Rich Romans, for example, built holiday villas on the end of the peninsula, of which one still exists:
The "Grotto of Catullus" on the end of the Sirmione peninsula is a bit of a misnomer as it is neither a grotto nor - contrary to what some tourist blurbs would have you believe - did the Roman poet Catullus ever live there. It was originally termed a "grotto" in reference to the run-down and collapsed walls. As far as the history goes, Catullus lived before this building ever existed (although his family did own a villa here). The villa itself is a three-story building from around 150AD (Catullus died in 54BC) and the main sights to be seen are the supports for what was once a patrician villa for a rich family. There is a small museum at the entrance and the site can be visited (entry fee).
As an important strategic point, Sirmione was continually engulfed in the turbulent history of northern Italy, whether it was through the waves of invasions following the fall of the Roman Empire, the expansion of the Lombards, or the intricate struggles between the Guelphs and the Ghibellines in the Middle Ages (essentially between a political grouping supporting the Pope and one supporting the Emperor).
Those last struggles bequeathed Sirmione its major landmark, the Scaliger Castle (or, to give it its proper name, the "Rocca Scaligera"):
This fortification, surrounded by water, was built near the end of the 12th century as part of a defensive network surrounding Verona. Although the struggles between the Ghibellines and Guelphs featured largely in the history, the original military adventure onto the peninsula was to wipe out the population of Sirmione, who were heretic Cathars and 2,000 of whom were subsequently burned at the stake in the Arena in Verona. The castle was maintained and extended first as part of the Veronese protection against their rivals in Milan and later under the control of the Venetian inland empire. After another fortification was built at nearby Peschiera, the castle lost its importance and was used as a storage depot. It was taken into government ownership at the start of the 20th century.
From the fall of the Venetian Republic in the days of Napoleon, the inhabitants of Sirmione enjoyed a less eventful life and were able to concentrate more on the fruit orchards and olive groves on land and the fisheries in the lake.

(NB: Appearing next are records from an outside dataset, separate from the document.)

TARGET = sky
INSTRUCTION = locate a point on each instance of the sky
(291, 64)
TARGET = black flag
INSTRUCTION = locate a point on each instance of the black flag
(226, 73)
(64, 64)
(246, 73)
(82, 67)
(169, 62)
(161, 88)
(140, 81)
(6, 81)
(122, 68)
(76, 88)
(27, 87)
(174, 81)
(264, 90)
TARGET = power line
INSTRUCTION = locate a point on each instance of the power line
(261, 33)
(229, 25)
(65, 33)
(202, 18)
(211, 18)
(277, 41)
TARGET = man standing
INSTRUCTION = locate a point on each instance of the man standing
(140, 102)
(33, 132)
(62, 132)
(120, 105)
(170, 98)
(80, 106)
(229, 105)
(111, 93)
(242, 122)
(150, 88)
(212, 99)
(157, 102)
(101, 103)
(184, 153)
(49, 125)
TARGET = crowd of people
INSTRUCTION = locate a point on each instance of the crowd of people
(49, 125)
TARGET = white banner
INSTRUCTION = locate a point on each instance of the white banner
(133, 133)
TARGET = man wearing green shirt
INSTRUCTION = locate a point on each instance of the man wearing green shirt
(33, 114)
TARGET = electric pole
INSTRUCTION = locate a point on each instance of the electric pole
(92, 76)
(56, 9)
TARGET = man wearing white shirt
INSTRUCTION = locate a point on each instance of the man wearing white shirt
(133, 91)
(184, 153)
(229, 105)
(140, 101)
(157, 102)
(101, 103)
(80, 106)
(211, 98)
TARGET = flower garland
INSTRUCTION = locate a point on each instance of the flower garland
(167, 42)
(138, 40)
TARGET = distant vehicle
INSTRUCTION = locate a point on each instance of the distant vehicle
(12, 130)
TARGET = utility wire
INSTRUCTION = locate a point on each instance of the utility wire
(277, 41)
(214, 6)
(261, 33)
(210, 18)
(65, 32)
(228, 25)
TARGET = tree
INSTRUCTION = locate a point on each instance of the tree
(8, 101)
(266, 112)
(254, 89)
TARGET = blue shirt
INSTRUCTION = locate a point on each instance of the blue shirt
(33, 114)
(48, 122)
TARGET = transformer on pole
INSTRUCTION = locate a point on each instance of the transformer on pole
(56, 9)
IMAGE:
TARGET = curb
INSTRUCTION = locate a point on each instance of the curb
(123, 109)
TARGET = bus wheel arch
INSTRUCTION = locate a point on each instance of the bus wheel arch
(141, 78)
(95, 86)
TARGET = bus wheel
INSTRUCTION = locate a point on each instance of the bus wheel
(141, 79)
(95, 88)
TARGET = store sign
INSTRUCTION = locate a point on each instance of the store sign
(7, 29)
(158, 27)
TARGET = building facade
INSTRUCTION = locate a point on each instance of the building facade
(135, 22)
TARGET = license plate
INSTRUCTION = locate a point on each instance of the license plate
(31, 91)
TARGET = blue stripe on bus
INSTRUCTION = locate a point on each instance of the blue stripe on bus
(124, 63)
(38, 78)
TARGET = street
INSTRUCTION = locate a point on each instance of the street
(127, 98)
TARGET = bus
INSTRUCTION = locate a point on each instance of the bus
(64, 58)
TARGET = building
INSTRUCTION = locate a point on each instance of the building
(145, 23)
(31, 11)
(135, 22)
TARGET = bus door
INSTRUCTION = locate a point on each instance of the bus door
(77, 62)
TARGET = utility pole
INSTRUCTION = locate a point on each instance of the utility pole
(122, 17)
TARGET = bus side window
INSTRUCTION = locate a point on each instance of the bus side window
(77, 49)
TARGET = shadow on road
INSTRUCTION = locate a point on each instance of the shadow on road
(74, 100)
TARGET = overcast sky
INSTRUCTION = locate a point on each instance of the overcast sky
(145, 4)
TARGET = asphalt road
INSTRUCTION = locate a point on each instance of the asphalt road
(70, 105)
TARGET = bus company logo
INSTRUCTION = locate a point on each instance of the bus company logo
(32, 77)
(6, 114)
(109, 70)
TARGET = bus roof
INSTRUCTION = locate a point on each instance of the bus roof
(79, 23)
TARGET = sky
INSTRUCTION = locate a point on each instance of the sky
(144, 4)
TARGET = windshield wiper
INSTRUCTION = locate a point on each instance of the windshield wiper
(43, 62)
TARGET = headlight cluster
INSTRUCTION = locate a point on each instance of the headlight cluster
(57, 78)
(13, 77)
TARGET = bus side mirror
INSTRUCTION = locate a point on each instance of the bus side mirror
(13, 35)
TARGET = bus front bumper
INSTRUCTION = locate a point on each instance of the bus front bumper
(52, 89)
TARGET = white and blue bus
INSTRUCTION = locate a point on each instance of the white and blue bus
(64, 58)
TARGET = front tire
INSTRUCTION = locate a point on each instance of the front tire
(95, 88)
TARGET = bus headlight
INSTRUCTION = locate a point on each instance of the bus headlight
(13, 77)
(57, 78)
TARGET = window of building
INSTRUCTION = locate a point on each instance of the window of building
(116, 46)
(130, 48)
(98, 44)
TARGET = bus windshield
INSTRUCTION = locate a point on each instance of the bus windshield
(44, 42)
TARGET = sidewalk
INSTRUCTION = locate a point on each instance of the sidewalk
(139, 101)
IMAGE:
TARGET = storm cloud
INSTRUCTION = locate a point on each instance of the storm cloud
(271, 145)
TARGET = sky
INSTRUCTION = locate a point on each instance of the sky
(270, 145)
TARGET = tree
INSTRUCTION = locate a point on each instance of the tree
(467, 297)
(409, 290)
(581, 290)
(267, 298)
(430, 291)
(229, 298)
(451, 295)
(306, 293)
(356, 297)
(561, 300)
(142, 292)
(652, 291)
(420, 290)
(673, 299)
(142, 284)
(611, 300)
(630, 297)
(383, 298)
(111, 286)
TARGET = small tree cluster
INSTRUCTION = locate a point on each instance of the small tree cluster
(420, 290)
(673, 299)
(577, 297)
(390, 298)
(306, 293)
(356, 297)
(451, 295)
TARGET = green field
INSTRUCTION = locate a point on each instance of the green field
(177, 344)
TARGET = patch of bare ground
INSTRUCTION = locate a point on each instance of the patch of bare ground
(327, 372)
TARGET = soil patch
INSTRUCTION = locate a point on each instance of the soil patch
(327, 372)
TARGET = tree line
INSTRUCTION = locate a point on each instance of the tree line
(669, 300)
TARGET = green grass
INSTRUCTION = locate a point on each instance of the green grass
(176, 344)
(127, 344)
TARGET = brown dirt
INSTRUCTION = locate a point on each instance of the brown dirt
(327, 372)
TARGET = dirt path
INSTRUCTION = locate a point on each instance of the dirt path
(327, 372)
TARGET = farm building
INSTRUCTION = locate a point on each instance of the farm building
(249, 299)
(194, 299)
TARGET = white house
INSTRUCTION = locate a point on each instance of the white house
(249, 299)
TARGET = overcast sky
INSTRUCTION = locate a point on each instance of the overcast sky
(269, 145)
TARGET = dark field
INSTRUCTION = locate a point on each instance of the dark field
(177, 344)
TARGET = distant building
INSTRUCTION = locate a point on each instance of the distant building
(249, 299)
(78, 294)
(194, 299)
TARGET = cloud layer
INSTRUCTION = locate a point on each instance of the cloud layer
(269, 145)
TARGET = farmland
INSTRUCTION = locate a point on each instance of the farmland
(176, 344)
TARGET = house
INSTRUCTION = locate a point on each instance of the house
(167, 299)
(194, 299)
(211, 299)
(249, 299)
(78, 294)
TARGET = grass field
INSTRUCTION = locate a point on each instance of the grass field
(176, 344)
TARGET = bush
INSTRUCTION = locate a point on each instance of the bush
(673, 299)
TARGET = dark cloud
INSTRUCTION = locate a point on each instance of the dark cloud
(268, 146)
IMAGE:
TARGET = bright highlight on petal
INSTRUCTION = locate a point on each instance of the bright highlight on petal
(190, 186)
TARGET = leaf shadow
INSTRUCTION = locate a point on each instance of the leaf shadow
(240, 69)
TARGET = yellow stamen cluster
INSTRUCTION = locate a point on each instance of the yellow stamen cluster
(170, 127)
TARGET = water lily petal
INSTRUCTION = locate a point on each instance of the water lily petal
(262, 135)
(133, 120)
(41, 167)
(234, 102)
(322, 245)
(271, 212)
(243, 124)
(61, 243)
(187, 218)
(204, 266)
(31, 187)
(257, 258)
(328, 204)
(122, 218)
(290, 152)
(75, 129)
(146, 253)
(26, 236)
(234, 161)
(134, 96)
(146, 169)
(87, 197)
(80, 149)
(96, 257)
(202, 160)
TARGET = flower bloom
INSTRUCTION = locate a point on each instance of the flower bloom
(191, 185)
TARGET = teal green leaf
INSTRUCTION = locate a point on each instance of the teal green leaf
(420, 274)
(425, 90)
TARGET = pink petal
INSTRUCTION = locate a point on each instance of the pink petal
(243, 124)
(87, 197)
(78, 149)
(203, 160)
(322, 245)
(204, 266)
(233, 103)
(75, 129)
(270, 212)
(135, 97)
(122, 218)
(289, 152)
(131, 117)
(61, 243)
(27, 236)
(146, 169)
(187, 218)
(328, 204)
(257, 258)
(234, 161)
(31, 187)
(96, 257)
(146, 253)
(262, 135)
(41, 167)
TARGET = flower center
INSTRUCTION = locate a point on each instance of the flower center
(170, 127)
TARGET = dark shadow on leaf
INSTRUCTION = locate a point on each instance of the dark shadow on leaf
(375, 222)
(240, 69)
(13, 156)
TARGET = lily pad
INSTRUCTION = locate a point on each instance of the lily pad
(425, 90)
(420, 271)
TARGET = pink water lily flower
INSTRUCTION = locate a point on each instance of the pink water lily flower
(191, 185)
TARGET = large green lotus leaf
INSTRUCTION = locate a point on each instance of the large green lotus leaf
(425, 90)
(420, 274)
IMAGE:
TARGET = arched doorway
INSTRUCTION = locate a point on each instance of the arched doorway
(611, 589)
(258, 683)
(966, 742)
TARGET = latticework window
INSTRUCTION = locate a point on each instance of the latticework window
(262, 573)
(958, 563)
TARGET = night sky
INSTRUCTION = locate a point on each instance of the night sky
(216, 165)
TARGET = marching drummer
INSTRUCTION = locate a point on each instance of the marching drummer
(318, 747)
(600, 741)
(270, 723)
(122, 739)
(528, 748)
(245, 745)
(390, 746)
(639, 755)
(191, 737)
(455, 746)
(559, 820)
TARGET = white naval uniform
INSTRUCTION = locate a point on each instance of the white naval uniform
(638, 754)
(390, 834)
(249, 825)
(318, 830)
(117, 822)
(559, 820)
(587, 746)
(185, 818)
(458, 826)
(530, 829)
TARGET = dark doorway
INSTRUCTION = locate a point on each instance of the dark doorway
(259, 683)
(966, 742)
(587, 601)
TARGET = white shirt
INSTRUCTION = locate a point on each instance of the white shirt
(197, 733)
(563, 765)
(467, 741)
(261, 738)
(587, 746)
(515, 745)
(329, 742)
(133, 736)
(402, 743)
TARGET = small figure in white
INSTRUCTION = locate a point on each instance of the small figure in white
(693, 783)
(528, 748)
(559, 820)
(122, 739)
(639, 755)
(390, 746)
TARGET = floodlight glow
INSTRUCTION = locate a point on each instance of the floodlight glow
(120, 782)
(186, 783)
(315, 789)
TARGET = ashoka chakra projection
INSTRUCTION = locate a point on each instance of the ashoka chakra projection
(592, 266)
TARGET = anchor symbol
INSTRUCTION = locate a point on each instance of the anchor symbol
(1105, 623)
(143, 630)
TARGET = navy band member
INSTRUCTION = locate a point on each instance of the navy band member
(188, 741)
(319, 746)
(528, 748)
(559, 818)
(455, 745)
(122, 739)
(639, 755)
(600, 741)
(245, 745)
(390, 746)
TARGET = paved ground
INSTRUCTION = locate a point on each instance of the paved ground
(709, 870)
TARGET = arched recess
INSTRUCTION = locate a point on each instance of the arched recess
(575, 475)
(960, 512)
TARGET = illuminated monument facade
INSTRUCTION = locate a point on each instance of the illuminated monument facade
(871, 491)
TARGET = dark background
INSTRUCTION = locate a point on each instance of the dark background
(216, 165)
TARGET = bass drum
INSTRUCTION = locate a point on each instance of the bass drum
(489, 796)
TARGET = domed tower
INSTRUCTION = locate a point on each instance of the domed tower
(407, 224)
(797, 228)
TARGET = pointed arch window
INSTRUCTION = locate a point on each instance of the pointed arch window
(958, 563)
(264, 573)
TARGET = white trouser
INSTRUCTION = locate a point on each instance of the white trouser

The modern-day concentration on tourism was helped along by the efforts of a diver who, at the end of the 19th century, managed to insert a metal pipe into a rock near the hot-water springs close to the northern end of the peninsula and thus bring the water to land for the first time since the Romans:
The Terme di Catullo uses the water which bubbles out of Lake Garda near the northern shoreline of the Sirmione peninsula. Metal pipes which supplied the Grotto of Catullo have been discovered in the Roman ruins (in fact, one theory says that it may actually have been a bathhouse and not a villa). The water - mineral-rich and at a temperature of 70°C when it leaves the rock - is used for health treatments in the two thermal baths and spas which exist on the peninsula. The principal one is located on the lakefront northwards from the ferry landing jetty.